UNITED STATES DISTRICT COURT WESTERN DISTRICT OF NORTH CAROLINA STATESVILLE DIVISION
Apr 22, 2019
5:19-cv-8-MOC (W.D.N.C. Apr. 22, 2019)

Opinion

5:19-cv-8-MOC 5:13-cr-53-MOC-DCK-9

04-22-2019

ABBY WILMOTH, Petitioner, v. UNITED STATES OF AMERICA, Respondent.


ORDER

THIS MATTER is before the Court on review of Petitioner's Amended 28 U.S.C. § 2255 Motion to Vacate, (Doc. No. 3).

I. BACKGROUND

Petitioner was indicted in the underlying criminal case for: Count (1), conspiracy to distribute, possess with intent to distribute, and manufacture methamphetamine (21 U.S.C. §§ 846, 841(b)(1)(A)); Count (2), possession and distribution of pseudoephedrine (21 U.S.C. §§ 841(c)(2), 802(34)(K)); Counts (10), (12) and (15), possession of materials to make methamphetamine (21 U.S.C. § 843(a)(6), (d)(2), 18 U.S.C. § 2); and Counts (11), (13) and (14), maintaining premises for manufacturing and distributing methamphetamine (21 U.S.C. § 856(a)(1), 18 U.S.C. § 2). (5:13-cr-53, Doc. No. 3). Petitioner entered a straight-up guilty plea to all counts on April 15, 2014. See (5:13-cr-53, Doc. No. 205).

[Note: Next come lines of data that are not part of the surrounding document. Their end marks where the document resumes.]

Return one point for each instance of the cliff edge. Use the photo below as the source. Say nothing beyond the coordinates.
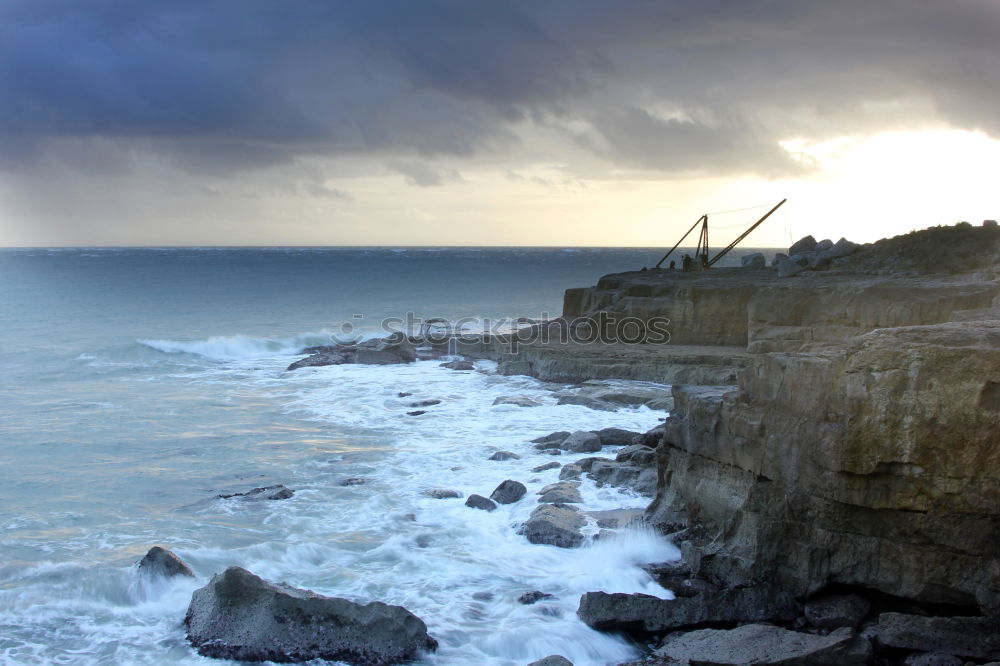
(860, 443)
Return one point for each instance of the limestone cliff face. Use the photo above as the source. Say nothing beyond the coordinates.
(875, 465)
(860, 444)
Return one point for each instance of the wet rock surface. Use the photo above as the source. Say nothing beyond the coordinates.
(554, 525)
(441, 493)
(643, 614)
(508, 492)
(969, 637)
(564, 492)
(159, 561)
(240, 616)
(760, 644)
(480, 502)
(276, 492)
(381, 351)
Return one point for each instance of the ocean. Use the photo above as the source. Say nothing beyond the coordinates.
(137, 385)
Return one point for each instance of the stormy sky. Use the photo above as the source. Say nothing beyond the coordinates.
(575, 122)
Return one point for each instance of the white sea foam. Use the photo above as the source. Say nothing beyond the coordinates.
(383, 539)
(239, 347)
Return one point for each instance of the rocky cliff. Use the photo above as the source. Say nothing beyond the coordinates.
(860, 444)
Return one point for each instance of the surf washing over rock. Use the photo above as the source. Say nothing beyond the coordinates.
(843, 483)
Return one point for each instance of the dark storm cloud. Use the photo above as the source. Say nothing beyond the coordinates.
(224, 86)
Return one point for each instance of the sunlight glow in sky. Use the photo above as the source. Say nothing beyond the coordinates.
(453, 123)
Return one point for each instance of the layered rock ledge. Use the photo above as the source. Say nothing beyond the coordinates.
(856, 446)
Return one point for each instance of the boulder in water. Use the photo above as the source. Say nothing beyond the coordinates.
(440, 493)
(529, 598)
(582, 441)
(162, 562)
(552, 438)
(505, 455)
(519, 400)
(563, 492)
(555, 525)
(480, 502)
(242, 617)
(637, 454)
(458, 365)
(552, 660)
(274, 492)
(508, 492)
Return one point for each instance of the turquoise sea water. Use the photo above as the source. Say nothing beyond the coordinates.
(138, 384)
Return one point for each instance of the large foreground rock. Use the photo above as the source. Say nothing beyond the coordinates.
(969, 637)
(645, 614)
(763, 644)
(554, 525)
(243, 617)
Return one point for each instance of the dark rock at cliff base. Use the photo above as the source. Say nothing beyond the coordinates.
(653, 436)
(480, 502)
(564, 492)
(617, 436)
(459, 365)
(969, 637)
(582, 441)
(761, 644)
(275, 492)
(508, 492)
(505, 455)
(552, 660)
(552, 438)
(554, 525)
(637, 454)
(807, 244)
(933, 659)
(641, 479)
(441, 493)
(644, 614)
(839, 610)
(242, 617)
(529, 598)
(162, 562)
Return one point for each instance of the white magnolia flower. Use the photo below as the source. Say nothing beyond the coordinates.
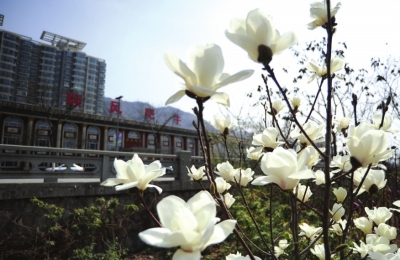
(296, 101)
(257, 35)
(319, 251)
(342, 123)
(379, 215)
(374, 181)
(337, 212)
(339, 227)
(363, 249)
(196, 174)
(387, 122)
(364, 224)
(309, 231)
(280, 249)
(363, 146)
(239, 256)
(397, 204)
(189, 225)
(222, 185)
(226, 171)
(253, 154)
(277, 106)
(283, 168)
(303, 192)
(313, 157)
(321, 71)
(342, 163)
(228, 199)
(319, 12)
(222, 123)
(320, 177)
(203, 74)
(380, 256)
(268, 140)
(134, 173)
(380, 244)
(243, 177)
(386, 231)
(313, 130)
(340, 193)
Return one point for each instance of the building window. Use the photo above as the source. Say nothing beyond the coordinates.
(133, 135)
(69, 136)
(12, 130)
(178, 144)
(42, 133)
(112, 139)
(191, 145)
(151, 141)
(166, 148)
(92, 138)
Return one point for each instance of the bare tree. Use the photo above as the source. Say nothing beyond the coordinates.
(157, 119)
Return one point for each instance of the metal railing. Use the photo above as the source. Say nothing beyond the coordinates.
(48, 164)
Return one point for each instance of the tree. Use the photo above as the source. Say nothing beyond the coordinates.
(157, 119)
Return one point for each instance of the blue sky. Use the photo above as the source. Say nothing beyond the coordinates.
(133, 36)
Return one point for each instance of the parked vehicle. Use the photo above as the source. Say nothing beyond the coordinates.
(62, 167)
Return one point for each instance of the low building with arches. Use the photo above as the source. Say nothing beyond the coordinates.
(24, 124)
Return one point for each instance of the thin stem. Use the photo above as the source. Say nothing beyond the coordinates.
(148, 210)
(295, 225)
(254, 220)
(207, 156)
(273, 113)
(328, 136)
(315, 100)
(272, 75)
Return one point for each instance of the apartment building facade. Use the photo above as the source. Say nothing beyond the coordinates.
(56, 74)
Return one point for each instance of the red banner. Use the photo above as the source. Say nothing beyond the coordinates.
(177, 119)
(149, 113)
(115, 107)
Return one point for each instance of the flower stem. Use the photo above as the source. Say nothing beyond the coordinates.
(148, 210)
(328, 136)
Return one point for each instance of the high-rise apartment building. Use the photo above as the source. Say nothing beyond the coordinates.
(57, 74)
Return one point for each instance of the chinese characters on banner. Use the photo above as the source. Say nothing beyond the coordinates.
(115, 107)
(149, 113)
(118, 140)
(74, 100)
(177, 119)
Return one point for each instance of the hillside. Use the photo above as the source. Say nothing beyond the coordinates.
(136, 111)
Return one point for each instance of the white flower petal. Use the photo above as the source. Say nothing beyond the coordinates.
(183, 255)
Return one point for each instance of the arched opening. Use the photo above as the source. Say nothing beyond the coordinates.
(151, 144)
(178, 144)
(93, 138)
(166, 147)
(70, 135)
(12, 130)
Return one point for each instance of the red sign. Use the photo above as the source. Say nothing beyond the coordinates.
(149, 113)
(115, 107)
(74, 99)
(177, 119)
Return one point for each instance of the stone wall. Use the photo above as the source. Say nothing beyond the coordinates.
(15, 203)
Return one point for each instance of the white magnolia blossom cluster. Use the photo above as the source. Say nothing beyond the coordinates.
(288, 162)
(378, 235)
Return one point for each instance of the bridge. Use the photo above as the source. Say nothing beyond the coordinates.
(32, 171)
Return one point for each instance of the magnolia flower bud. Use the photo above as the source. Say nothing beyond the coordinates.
(223, 124)
(222, 185)
(264, 54)
(364, 224)
(340, 194)
(337, 212)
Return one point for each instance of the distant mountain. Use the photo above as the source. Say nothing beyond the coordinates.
(136, 111)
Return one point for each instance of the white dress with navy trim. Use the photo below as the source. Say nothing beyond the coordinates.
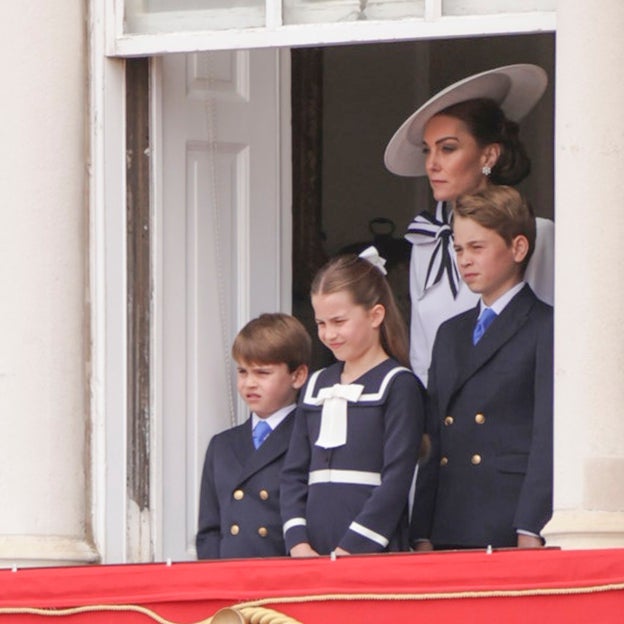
(354, 495)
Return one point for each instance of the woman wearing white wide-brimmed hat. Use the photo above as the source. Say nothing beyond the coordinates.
(463, 139)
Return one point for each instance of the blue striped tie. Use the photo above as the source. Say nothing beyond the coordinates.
(487, 316)
(261, 432)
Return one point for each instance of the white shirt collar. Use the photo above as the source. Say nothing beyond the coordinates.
(275, 418)
(499, 305)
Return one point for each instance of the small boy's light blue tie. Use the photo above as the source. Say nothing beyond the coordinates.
(260, 433)
(487, 316)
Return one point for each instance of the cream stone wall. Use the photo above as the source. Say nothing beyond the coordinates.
(589, 307)
(44, 355)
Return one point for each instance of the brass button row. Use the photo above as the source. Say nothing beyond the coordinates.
(449, 420)
(262, 531)
(475, 460)
(239, 494)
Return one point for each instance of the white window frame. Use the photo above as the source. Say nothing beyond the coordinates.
(113, 526)
(276, 34)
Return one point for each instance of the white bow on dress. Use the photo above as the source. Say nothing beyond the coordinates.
(333, 430)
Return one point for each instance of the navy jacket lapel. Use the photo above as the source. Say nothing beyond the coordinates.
(274, 446)
(502, 329)
(460, 357)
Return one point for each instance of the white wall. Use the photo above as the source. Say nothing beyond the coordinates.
(43, 315)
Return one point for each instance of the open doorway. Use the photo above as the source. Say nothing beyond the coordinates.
(347, 101)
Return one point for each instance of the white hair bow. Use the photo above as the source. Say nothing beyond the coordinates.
(370, 254)
(333, 431)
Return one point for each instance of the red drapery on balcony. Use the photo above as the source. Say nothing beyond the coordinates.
(508, 586)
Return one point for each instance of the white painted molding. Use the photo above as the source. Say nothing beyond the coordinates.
(24, 551)
(583, 529)
(333, 33)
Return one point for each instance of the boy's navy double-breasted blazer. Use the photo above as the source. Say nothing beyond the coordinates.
(490, 421)
(239, 509)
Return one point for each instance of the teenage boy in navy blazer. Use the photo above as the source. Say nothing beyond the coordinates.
(239, 508)
(488, 480)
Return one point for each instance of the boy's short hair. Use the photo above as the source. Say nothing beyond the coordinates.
(502, 209)
(273, 339)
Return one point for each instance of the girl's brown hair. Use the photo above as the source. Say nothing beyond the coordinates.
(368, 287)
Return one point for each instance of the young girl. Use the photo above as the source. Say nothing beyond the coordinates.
(359, 423)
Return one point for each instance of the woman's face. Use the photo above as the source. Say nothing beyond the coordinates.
(454, 159)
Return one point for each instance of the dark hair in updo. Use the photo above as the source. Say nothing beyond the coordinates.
(488, 124)
(368, 287)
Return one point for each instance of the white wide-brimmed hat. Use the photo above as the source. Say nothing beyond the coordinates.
(515, 88)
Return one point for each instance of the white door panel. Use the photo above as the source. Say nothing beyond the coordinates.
(221, 255)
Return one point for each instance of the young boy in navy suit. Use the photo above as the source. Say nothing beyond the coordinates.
(239, 509)
(488, 480)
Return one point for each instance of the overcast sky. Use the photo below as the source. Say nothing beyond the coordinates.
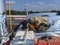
(35, 5)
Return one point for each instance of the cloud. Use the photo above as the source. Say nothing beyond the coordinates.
(40, 3)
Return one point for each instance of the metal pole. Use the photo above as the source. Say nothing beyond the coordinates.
(9, 11)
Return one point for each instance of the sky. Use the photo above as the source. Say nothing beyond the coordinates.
(35, 5)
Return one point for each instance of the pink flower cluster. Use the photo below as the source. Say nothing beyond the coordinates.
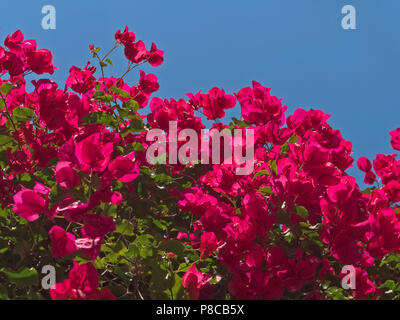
(251, 225)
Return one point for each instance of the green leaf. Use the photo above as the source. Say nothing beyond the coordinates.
(109, 61)
(6, 88)
(174, 246)
(4, 139)
(273, 166)
(302, 212)
(24, 277)
(3, 293)
(261, 173)
(99, 117)
(293, 139)
(125, 228)
(265, 191)
(120, 92)
(131, 105)
(23, 114)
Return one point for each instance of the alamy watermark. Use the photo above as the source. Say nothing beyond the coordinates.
(238, 149)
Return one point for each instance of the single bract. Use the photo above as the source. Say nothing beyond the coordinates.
(77, 192)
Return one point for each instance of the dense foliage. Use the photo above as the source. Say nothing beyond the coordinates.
(78, 193)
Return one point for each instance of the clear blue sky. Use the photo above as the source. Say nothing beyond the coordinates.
(296, 47)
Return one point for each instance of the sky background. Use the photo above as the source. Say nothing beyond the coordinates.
(296, 47)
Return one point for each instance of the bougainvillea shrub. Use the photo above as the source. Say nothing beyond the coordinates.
(79, 194)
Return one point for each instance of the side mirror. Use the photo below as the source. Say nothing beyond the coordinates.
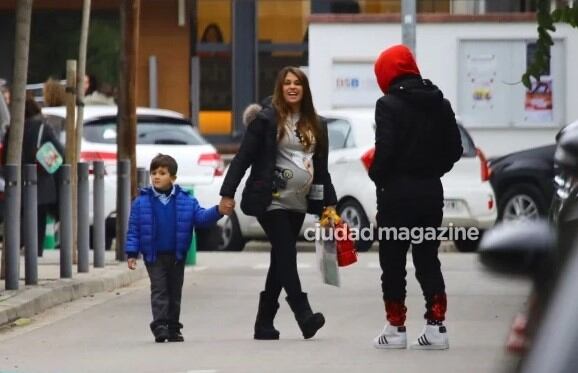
(566, 155)
(520, 248)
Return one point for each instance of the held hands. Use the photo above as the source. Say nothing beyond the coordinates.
(329, 216)
(226, 206)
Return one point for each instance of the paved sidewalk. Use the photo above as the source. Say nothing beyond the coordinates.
(52, 290)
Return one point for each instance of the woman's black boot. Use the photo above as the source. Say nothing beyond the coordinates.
(264, 329)
(309, 322)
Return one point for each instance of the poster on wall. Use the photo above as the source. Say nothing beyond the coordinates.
(538, 106)
(538, 103)
(481, 70)
(354, 84)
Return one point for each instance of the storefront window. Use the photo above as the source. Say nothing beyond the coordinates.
(55, 37)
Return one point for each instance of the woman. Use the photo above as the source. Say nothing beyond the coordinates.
(286, 145)
(35, 133)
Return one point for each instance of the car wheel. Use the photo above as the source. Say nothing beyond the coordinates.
(468, 246)
(522, 201)
(231, 237)
(354, 215)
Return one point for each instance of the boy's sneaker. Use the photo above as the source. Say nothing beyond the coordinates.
(175, 336)
(433, 337)
(161, 333)
(391, 337)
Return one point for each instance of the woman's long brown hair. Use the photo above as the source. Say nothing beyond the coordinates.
(308, 123)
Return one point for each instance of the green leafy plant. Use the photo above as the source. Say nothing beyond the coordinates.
(546, 19)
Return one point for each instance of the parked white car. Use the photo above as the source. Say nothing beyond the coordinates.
(469, 199)
(158, 131)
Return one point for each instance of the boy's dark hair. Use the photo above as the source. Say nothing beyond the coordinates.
(164, 160)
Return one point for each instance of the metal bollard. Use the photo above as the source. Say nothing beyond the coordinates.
(12, 226)
(123, 202)
(142, 177)
(98, 219)
(65, 222)
(83, 218)
(30, 219)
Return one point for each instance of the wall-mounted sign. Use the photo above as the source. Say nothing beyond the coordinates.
(354, 84)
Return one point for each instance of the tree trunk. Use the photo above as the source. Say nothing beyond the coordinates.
(70, 150)
(79, 119)
(19, 79)
(129, 14)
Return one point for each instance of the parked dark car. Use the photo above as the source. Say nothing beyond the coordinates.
(523, 183)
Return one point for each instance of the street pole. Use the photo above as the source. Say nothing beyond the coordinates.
(14, 156)
(408, 21)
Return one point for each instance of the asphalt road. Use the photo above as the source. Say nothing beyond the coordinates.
(109, 332)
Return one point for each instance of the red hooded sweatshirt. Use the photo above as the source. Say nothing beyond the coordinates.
(393, 62)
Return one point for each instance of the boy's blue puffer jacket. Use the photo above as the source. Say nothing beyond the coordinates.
(141, 224)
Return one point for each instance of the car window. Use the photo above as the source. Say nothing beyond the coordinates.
(339, 132)
(467, 143)
(154, 130)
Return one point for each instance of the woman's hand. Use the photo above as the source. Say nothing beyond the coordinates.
(226, 206)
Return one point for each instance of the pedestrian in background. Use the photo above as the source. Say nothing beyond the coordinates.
(161, 224)
(36, 133)
(54, 93)
(286, 146)
(416, 142)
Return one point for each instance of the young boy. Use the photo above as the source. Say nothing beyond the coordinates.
(161, 224)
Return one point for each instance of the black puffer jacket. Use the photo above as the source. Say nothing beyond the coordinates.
(416, 132)
(259, 151)
(47, 183)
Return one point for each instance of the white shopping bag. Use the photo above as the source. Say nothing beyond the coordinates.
(326, 254)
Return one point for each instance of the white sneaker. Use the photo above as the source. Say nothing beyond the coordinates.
(433, 337)
(391, 337)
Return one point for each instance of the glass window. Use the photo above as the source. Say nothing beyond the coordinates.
(339, 131)
(149, 131)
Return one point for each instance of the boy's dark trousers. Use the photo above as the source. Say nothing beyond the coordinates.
(410, 203)
(166, 276)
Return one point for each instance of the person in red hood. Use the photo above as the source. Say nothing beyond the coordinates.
(416, 142)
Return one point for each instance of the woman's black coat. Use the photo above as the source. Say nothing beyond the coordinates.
(47, 183)
(259, 150)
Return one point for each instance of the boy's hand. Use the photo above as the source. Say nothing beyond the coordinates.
(226, 206)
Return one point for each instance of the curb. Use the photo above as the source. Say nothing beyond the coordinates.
(36, 299)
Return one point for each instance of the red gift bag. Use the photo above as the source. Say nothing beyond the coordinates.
(346, 253)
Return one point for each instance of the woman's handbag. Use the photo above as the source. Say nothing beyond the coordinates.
(345, 247)
(326, 253)
(47, 155)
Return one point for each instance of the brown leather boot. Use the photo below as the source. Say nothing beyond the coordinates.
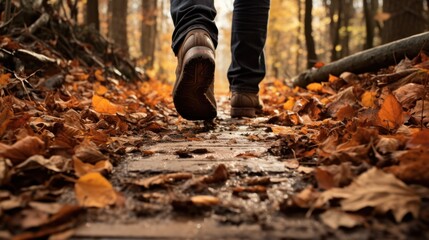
(244, 104)
(193, 93)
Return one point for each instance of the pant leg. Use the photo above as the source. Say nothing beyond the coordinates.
(248, 36)
(190, 14)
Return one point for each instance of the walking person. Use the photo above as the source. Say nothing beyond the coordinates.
(194, 42)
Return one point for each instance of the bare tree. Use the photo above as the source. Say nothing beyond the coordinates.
(406, 19)
(92, 16)
(149, 31)
(118, 23)
(309, 40)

The PSR notes that Count (1) carries a 120-month minimum mandatory sentence. See 21 U.S.C. §§ 846, 841(b)(1)(A); (5:13-cr-53, Doc. No. 336). The base offense level for Count (1) was 30 because the amount of methamphetamine was at least 50 grams but less than 150 grams. (5:13-cr-53, Doc. No. 336 at ¶ 30). Two levels were added because a dangerous weapon was possessed. (Id. at ¶ 21). Three more levels were added pursuant to U.S. Sentencing Guidelines Section 2D1.1(b)(13)(C)(ii) because "the offense involved the manufacture of methamphetamine and the offense created a substantial risk of harm to (I) human life other than a life described in subdivision (D); or (II) the environment." (Id. at ¶ 22). The adjusted offense level subtotal for Count (1) was therefore 35. (Id. at ¶ 26). The base offense level for Count (2) was 30 because the offense involved at least 100 grams, but less than 300 grams of pseudoephedrine. (Id. at ¶ 27). Two levels were added because a dangerous weapon was involved and two more levels were added because the offense involved the unlawful discharge of a hazardous or toxic substance or the unlawful transportation, treatment, storage, or disposal of hazardous waste. (Id. at ¶ 28-29). The adjusted offense level subtotal for Count (2) was therefore 35. Counts (10), (12), and (15) were grouped. The base offense level for those counts was 12 because Petitioner intended to manufacture a controlled substance or knew the prohibited equipment, product, or material was to be used to manufacture a controlled substance. (Id. at ¶ 36). Two levels were added because the offense involved an unlawful discharge of a hazardous or toxic substance or the unlawful transportation, treatment, storage, or disposal of hazardous waste. (Id. at ¶ 37-38). The adjusted total offense level subtotal for those counts was therefore 35. (Id. at ¶ 43). Counts (11), (13), and (14) were grouped. The base offense level was 35 because that is the offense level applicable to the underlying controlled substance offense. (Id. at ¶ 35). The highest adjusted offense level subtotal for those counts is 35. (Id. at ¶ 50). The highest offense level applicable to the group is 35, and three levels were deducted for acceptance of responsibility, and the total offense level was therefore 32. (Id. at ¶¶ 51, 53-55). No Chapter Four enhancements were applied. (Id. at ¶ 52).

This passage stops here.